I get more inspiration by looking up. Trees, birds, the sky beginning it’s tint from black to purple to red to orange and then daylight. The shadow play on houses and office buildings as I stand waiting for the bus to show. Then later, as the bus moves from neighborhood to neighborhood to downtown where I get off at my stop for the walk to the office building that houses my cubicle.

 Juxtiposition

Juxtiposition

Depending on the brain chemistry of the day, that walk is either one of drudgery and darkness of thought, or light, positive and full of creativity. Today it was the latter. I saw artistic possibilities everywhere. Light, shadow, texture juxtaposition of shapes and patterns.

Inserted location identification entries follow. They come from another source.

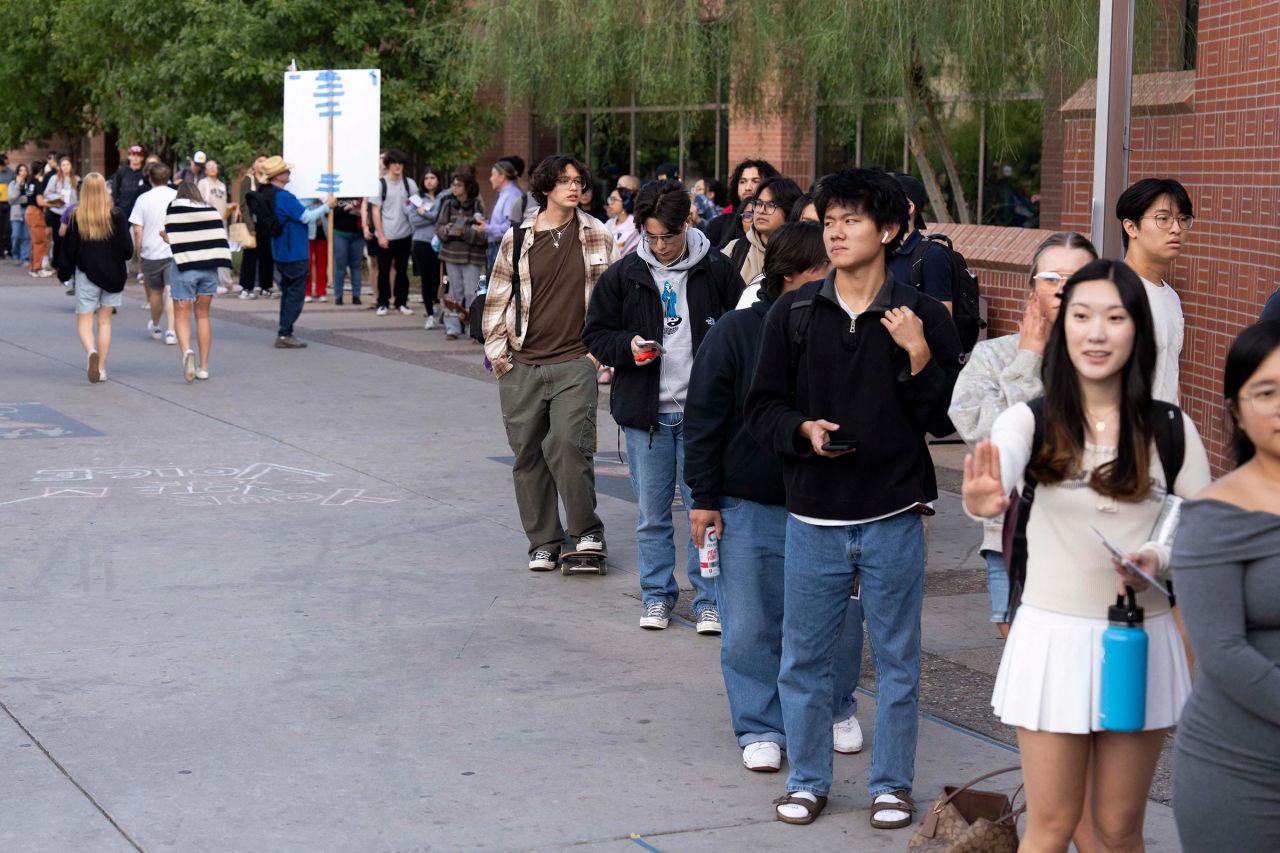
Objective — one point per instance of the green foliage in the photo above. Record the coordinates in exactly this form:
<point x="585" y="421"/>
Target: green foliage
<point x="179" y="74"/>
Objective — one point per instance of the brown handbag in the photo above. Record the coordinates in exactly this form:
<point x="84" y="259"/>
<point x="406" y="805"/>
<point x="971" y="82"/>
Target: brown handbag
<point x="964" y="820"/>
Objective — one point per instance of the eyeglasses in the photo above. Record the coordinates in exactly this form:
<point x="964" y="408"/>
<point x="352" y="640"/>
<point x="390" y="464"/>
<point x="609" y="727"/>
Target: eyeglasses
<point x="1164" y="222"/>
<point x="659" y="238"/>
<point x="1264" y="402"/>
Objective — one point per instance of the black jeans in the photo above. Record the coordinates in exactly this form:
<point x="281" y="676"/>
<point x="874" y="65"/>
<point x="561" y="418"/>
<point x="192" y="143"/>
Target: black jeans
<point x="428" y="264"/>
<point x="397" y="251"/>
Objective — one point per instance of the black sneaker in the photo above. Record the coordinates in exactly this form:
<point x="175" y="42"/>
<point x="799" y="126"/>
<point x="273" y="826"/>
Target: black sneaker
<point x="543" y="560"/>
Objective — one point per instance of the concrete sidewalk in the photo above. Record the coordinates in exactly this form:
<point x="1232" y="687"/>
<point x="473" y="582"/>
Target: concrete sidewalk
<point x="287" y="610"/>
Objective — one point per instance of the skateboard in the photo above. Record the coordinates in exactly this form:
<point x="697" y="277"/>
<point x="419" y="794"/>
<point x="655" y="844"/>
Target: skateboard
<point x="584" y="562"/>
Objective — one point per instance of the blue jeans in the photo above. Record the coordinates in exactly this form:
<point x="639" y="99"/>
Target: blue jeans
<point x="657" y="464"/>
<point x="19" y="240"/>
<point x="997" y="585"/>
<point x="750" y="594"/>
<point x="888" y="559"/>
<point x="348" y="252"/>
<point x="293" y="288"/>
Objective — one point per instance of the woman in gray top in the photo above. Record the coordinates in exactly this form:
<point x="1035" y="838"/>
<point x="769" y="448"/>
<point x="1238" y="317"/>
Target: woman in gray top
<point x="1226" y="564"/>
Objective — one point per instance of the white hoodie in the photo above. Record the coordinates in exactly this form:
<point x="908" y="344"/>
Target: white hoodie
<point x="677" y="338"/>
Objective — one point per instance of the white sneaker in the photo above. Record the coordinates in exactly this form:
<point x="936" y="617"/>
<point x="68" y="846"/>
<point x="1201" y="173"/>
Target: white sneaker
<point x="848" y="737"/>
<point x="762" y="757"/>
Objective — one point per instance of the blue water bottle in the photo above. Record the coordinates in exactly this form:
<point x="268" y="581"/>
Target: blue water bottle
<point x="1123" y="705"/>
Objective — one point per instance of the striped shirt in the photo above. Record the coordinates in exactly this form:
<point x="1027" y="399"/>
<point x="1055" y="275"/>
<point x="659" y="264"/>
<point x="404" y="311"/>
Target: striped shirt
<point x="196" y="236"/>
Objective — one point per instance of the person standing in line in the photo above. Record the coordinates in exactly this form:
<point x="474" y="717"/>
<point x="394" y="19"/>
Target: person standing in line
<point x="1226" y="562"/>
<point x="348" y="247"/>
<point x="460" y="226"/>
<point x="508" y="208"/>
<point x="289" y="247"/>
<point x="1097" y="465"/>
<point x="647" y="320"/>
<point x="1156" y="215"/>
<point x="426" y="260"/>
<point x="533" y="336"/>
<point x="739" y="491"/>
<point x="1006" y="370"/>
<point x="19" y="241"/>
<point x="156" y="258"/>
<point x="257" y="267"/>
<point x="854" y="370"/>
<point x="393" y="232"/>
<point x="95" y="256"/>
<point x="196" y="232"/>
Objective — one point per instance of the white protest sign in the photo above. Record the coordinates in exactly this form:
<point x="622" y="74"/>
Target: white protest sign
<point x="350" y="101"/>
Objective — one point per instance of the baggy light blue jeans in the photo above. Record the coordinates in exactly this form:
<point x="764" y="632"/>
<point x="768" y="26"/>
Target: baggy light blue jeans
<point x="821" y="564"/>
<point x="750" y="594"/>
<point x="657" y="463"/>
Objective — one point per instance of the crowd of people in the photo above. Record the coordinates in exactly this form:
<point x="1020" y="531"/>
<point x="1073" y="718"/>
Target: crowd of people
<point x="780" y="360"/>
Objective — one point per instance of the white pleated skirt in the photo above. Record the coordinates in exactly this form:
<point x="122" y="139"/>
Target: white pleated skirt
<point x="1050" y="673"/>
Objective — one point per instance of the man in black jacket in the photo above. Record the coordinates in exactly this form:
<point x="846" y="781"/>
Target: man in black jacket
<point x="647" y="318"/>
<point x="854" y="370"/>
<point x="737" y="489"/>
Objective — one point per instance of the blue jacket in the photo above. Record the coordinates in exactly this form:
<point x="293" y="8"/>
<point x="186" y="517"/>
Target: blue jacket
<point x="291" y="246"/>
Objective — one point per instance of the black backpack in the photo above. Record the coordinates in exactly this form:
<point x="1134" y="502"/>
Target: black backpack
<point x="261" y="205"/>
<point x="965" y="310"/>
<point x="1166" y="424"/>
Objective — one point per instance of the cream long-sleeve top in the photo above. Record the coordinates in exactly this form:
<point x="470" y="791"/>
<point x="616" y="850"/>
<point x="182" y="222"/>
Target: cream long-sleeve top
<point x="1068" y="568"/>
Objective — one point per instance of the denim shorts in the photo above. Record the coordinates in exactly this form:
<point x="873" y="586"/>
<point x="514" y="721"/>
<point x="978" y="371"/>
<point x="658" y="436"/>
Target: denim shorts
<point x="90" y="297"/>
<point x="187" y="284"/>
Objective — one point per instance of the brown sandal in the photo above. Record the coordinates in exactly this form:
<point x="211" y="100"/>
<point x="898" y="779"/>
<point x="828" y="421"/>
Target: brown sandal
<point x="812" y="808"/>
<point x="904" y="804"/>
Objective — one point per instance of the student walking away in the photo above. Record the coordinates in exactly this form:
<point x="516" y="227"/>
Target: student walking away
<point x="95" y="256"/>
<point x="348" y="249"/>
<point x="739" y="491"/>
<point x="460" y="226"/>
<point x="257" y="267"/>
<point x="854" y="370"/>
<point x="1156" y="215"/>
<point x="393" y="231"/>
<point x="426" y="260"/>
<point x="1006" y="370"/>
<point x="508" y="208"/>
<point x="156" y="258"/>
<point x="19" y="241"/>
<point x="1226" y="561"/>
<point x="769" y="211"/>
<point x="197" y="237"/>
<point x="288" y="222"/>
<point x="533" y="334"/>
<point x="647" y="320"/>
<point x="746" y="177"/>
<point x="1095" y="455"/>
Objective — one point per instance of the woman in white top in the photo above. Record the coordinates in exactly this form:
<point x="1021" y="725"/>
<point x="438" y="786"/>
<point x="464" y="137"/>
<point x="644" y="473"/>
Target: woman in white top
<point x="1096" y="466"/>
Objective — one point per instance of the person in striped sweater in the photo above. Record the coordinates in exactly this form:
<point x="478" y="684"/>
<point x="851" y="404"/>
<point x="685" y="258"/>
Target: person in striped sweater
<point x="193" y="229"/>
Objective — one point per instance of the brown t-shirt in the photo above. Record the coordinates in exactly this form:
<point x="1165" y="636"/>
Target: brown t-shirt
<point x="557" y="309"/>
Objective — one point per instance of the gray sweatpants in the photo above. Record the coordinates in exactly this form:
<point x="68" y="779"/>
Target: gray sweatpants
<point x="549" y="414"/>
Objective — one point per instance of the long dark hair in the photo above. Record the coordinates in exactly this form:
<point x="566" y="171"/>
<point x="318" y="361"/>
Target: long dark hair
<point x="1124" y="478"/>
<point x="1248" y="351"/>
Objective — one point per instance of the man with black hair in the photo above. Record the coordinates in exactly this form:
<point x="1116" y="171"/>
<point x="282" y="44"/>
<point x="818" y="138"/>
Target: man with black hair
<point x="935" y="261"/>
<point x="394" y="232"/>
<point x="743" y="183"/>
<point x="854" y="370"/>
<point x="647" y="319"/>
<point x="538" y="297"/>
<point x="1156" y="215"/>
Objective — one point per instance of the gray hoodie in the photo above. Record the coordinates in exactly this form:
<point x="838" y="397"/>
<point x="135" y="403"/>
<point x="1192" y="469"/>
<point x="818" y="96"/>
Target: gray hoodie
<point x="677" y="340"/>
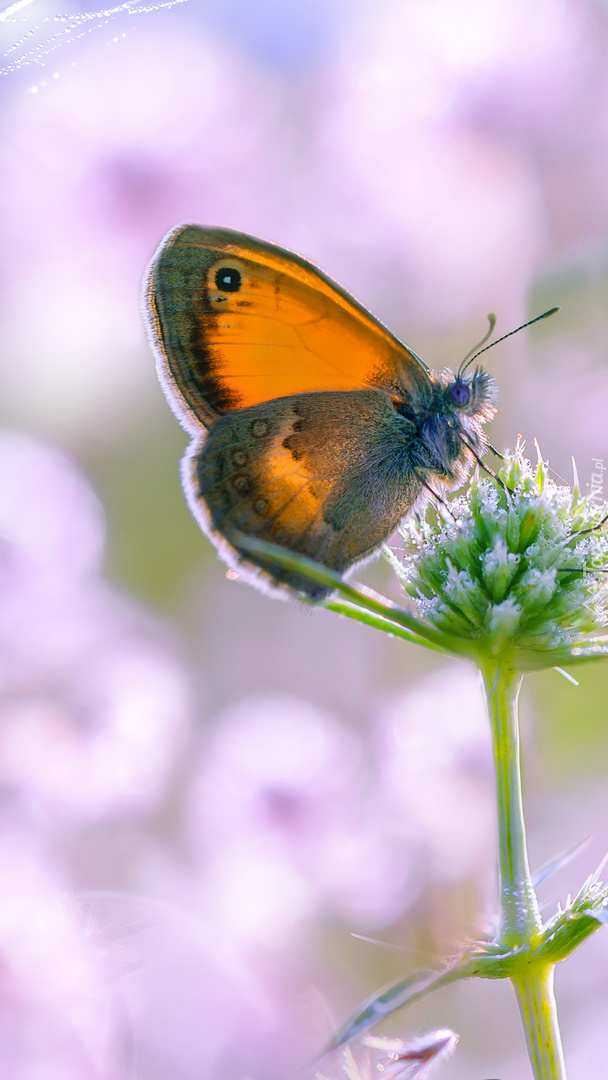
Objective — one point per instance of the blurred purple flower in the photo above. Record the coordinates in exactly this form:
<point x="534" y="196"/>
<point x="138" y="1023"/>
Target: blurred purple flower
<point x="92" y="704"/>
<point x="56" y="1015"/>
<point x="435" y="774"/>
<point x="282" y="812"/>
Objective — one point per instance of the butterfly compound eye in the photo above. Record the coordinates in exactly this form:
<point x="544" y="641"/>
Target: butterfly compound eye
<point x="459" y="392"/>
<point x="228" y="279"/>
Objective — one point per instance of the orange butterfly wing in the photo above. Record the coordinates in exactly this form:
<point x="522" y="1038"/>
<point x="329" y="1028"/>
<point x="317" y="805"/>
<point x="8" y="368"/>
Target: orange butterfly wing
<point x="237" y="322"/>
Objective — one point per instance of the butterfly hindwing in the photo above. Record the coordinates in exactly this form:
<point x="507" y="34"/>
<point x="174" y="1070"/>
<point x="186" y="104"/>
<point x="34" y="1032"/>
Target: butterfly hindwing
<point x="319" y="474"/>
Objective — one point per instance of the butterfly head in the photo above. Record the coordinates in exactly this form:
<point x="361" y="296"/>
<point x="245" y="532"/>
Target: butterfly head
<point x="450" y="427"/>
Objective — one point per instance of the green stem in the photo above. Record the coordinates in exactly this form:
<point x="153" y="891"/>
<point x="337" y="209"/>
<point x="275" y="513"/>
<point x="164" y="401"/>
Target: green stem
<point x="521" y="922"/>
<point x="539" y="1016"/>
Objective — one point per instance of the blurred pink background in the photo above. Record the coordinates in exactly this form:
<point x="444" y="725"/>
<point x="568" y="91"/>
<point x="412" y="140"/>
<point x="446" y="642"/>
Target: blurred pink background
<point x="205" y="793"/>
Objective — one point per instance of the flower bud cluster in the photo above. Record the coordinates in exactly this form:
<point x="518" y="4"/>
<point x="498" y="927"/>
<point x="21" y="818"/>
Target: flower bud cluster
<point x="522" y="565"/>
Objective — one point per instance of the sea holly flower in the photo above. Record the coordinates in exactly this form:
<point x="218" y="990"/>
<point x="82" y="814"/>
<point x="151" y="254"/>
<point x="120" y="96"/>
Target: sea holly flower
<point x="513" y="576"/>
<point x="414" y="1058"/>
<point x="518" y="571"/>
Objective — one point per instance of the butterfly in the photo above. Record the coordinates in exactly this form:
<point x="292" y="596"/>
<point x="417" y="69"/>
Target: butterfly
<point x="311" y="426"/>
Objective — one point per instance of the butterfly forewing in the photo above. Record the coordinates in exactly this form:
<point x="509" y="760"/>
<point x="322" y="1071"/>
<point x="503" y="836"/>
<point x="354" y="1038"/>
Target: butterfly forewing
<point x="237" y="322"/>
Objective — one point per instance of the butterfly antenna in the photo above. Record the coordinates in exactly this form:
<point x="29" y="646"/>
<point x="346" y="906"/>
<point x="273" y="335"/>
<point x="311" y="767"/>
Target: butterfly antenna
<point x="486" y="468"/>
<point x="491" y="319"/>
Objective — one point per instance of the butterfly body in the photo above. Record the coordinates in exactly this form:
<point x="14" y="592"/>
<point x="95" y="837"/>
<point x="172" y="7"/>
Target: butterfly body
<point x="312" y="426"/>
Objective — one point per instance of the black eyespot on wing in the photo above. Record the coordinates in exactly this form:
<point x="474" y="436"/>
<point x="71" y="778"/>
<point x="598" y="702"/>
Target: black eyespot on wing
<point x="459" y="393"/>
<point x="228" y="279"/>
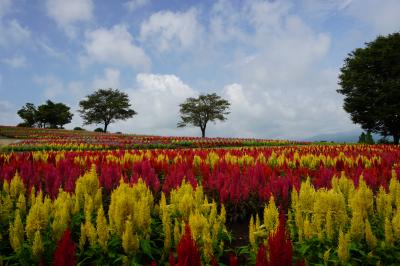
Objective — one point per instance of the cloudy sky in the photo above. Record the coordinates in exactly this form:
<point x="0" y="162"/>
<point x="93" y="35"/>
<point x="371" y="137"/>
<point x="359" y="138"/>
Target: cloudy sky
<point x="277" y="62"/>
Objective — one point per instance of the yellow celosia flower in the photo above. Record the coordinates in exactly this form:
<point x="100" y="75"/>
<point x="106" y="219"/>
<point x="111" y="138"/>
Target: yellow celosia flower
<point x="343" y="185"/>
<point x="88" y="208"/>
<point x="130" y="242"/>
<point x="38" y="216"/>
<point x="394" y="189"/>
<point x="37" y="245"/>
<point x="136" y="202"/>
<point x="384" y="204"/>
<point x="32" y="197"/>
<point x="362" y="200"/>
<point x="308" y="230"/>
<point x="82" y="238"/>
<point x="6" y="208"/>
<point x="91" y="233"/>
<point x="306" y="197"/>
<point x="207" y="245"/>
<point x="252" y="238"/>
<point x="357" y="226"/>
<point x="177" y="232"/>
<point x="87" y="186"/>
<point x="62" y="210"/>
<point x="16" y="232"/>
<point x="223" y="214"/>
<point x="396" y="225"/>
<point x="343" y="248"/>
<point x="369" y="236"/>
<point x="21" y="204"/>
<point x="389" y="239"/>
<point x="326" y="257"/>
<point x="102" y="228"/>
<point x="271" y="216"/>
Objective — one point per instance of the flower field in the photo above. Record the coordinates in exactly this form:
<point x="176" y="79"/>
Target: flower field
<point x="297" y="205"/>
<point x="55" y="139"/>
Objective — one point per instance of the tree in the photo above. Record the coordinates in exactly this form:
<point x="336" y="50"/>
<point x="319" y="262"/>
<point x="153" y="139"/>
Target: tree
<point x="54" y="115"/>
<point x="199" y="111"/>
<point x="28" y="113"/>
<point x="105" y="106"/>
<point x="362" y="138"/>
<point x="366" y="138"/>
<point x="370" y="82"/>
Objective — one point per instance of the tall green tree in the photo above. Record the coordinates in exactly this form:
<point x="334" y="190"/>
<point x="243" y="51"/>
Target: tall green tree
<point x="370" y="82"/>
<point x="203" y="109"/>
<point x="105" y="106"/>
<point x="53" y="115"/>
<point x="28" y="113"/>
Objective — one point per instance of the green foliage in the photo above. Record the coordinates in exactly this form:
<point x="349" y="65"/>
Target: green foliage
<point x="370" y="81"/>
<point x="50" y="114"/>
<point x="366" y="138"/>
<point x="28" y="113"/>
<point x="362" y="138"/>
<point x="105" y="106"/>
<point x="203" y="109"/>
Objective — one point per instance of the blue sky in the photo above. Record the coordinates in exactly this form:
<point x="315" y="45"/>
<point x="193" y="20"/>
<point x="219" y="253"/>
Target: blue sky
<point x="277" y="62"/>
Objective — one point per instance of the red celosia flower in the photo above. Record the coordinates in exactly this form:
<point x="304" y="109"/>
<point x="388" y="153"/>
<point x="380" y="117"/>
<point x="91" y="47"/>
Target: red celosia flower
<point x="65" y="254"/>
<point x="280" y="247"/>
<point x="188" y="252"/>
<point x="171" y="259"/>
<point x="261" y="259"/>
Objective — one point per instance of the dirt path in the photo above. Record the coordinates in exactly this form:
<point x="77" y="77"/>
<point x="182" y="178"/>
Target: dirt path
<point x="7" y="141"/>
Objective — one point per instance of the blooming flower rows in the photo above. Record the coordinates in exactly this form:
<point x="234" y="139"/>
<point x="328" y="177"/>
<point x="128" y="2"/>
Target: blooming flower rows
<point x="301" y="204"/>
<point x="57" y="139"/>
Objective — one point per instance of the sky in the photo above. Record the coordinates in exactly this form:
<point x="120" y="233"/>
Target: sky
<point x="276" y="62"/>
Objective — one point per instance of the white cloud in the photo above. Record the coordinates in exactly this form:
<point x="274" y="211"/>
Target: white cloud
<point x="67" y="13"/>
<point x="52" y="86"/>
<point x="50" y="50"/>
<point x="114" y="46"/>
<point x="111" y="79"/>
<point x="324" y="8"/>
<point x="13" y="33"/>
<point x="5" y="6"/>
<point x="156" y="98"/>
<point x="134" y="5"/>
<point x="383" y="16"/>
<point x="168" y="30"/>
<point x="18" y="61"/>
<point x="8" y="113"/>
<point x="281" y="91"/>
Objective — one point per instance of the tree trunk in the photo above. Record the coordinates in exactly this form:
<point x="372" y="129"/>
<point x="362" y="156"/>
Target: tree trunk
<point x="396" y="137"/>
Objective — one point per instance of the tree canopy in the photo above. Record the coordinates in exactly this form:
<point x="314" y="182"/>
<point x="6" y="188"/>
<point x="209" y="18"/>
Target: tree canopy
<point x="370" y="82"/>
<point x="50" y="114"/>
<point x="203" y="109"/>
<point x="28" y="113"/>
<point x="105" y="106"/>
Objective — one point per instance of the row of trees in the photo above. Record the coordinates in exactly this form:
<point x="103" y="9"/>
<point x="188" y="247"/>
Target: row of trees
<point x="369" y="80"/>
<point x="50" y="114"/>
<point x="105" y="106"/>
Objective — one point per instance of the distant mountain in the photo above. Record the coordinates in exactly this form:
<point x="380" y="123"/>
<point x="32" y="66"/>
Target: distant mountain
<point x="346" y="137"/>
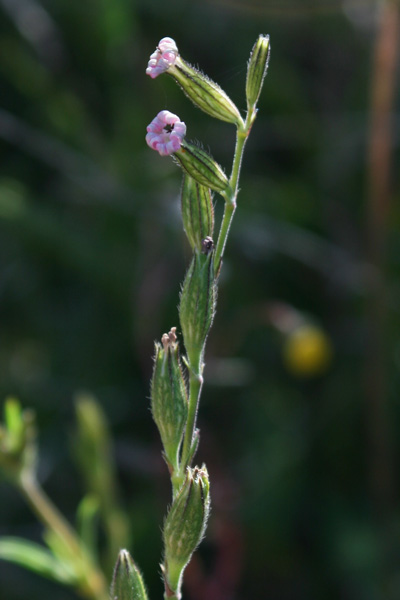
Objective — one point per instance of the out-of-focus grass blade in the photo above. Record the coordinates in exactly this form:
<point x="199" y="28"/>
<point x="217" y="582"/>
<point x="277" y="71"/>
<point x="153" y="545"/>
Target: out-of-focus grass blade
<point x="34" y="557"/>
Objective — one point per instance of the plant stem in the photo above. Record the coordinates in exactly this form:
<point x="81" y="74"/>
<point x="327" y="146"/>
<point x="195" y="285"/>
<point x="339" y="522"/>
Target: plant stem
<point x="230" y="199"/>
<point x="95" y="585"/>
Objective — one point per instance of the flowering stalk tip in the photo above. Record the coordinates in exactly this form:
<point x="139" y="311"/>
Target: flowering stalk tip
<point x="162" y="58"/>
<point x="165" y="133"/>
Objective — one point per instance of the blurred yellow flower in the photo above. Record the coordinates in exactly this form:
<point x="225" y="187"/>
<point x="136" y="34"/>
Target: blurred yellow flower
<point x="307" y="351"/>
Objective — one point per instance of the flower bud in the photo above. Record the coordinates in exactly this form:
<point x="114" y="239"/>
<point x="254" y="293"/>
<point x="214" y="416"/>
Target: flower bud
<point x="169" y="402"/>
<point x="201" y="167"/>
<point x="257" y="69"/>
<point x="127" y="583"/>
<point x="197" y="305"/>
<point x="185" y="524"/>
<point x="204" y="93"/>
<point x="18" y="446"/>
<point x="197" y="212"/>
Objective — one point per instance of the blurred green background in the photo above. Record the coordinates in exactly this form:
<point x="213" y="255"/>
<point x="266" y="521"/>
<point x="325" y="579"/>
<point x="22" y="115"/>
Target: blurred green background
<point x="302" y="452"/>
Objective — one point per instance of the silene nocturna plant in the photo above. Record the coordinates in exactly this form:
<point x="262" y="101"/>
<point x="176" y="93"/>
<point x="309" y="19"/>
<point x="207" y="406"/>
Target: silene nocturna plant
<point x="71" y="555"/>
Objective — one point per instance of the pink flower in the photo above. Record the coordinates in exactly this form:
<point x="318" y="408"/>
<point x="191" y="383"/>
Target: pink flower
<point x="165" y="133"/>
<point x="163" y="57"/>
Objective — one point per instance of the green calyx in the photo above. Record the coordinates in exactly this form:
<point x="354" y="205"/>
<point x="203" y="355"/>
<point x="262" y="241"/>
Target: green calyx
<point x="205" y="93"/>
<point x="197" y="304"/>
<point x="127" y="583"/>
<point x="169" y="402"/>
<point x="185" y="524"/>
<point x="257" y="69"/>
<point x="197" y="163"/>
<point x="18" y="448"/>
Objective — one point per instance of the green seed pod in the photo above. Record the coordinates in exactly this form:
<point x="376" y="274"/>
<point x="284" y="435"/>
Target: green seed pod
<point x="169" y="402"/>
<point x="257" y="69"/>
<point x="199" y="165"/>
<point x="127" y="582"/>
<point x="197" y="212"/>
<point x="18" y="441"/>
<point x="204" y="93"/>
<point x="197" y="305"/>
<point x="185" y="524"/>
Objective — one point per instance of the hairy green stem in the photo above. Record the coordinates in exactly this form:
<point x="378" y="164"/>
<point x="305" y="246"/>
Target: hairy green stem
<point x="230" y="198"/>
<point x="95" y="585"/>
<point x="195" y="385"/>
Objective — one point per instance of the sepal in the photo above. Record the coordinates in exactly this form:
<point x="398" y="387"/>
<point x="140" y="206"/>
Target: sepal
<point x="185" y="524"/>
<point x="197" y="163"/>
<point x="204" y="93"/>
<point x="256" y="70"/>
<point x="197" y="304"/>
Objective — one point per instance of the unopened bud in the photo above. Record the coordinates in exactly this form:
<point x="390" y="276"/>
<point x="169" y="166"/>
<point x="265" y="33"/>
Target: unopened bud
<point x="169" y="403"/>
<point x="197" y="212"/>
<point x="185" y="524"/>
<point x="197" y="305"/>
<point x="127" y="583"/>
<point x="204" y="93"/>
<point x="201" y="167"/>
<point x="257" y="69"/>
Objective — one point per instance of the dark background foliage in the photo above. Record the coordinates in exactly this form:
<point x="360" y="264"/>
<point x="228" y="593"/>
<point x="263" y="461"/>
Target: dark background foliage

I use my iPhone more for a camera and checking the internet than an actual telephone and today was no exception. I snapped four or five pics during my walk. Two of them I posted on Instagram almost immediately and a couple more are the inspiration of this post. I don’t take a lot of time to set up a shot. Using my natural eye for composition plus the skills honed from my design school college years and my early work career, I’m able to capture some pretty good raw shots. Some are used as is. Others, I step on heavily using a couple of post-production apps on my phone.

 Dripping Sunset

Dripping Sunset

 Keleidoscope Palms

Keleidoscope Palms

Dripping Sunset and Kaleidoscope Palms are examples of using the BeFunky® app. Since I have enough darkroom knowledge to be dangerous, (or arrogant), I can manipulate the photos  using the Contrast, Sharpen, and Saturation controls much faster than it took me back in my college days using the enlarger and various types of film and paper. It satisfies my creative need. But I can't help but wonder if it has also fed my shrinking attention span disguised as efficiency. Or the need to upload the photo to various social media to see how many 'Likes' I can get.

Now that I think about it, all art is  a popularity contest - to be seen and appreciated and, ultimately, purchased if the artist is using it to support themselves.  My sister, with her own degree in Fine Art has always held that art is about Sex and Food. She's probably right. I saw a crow chasing another one on my walk. And I'm pretty sure there's a box of donuts on the other side of one of the building windows.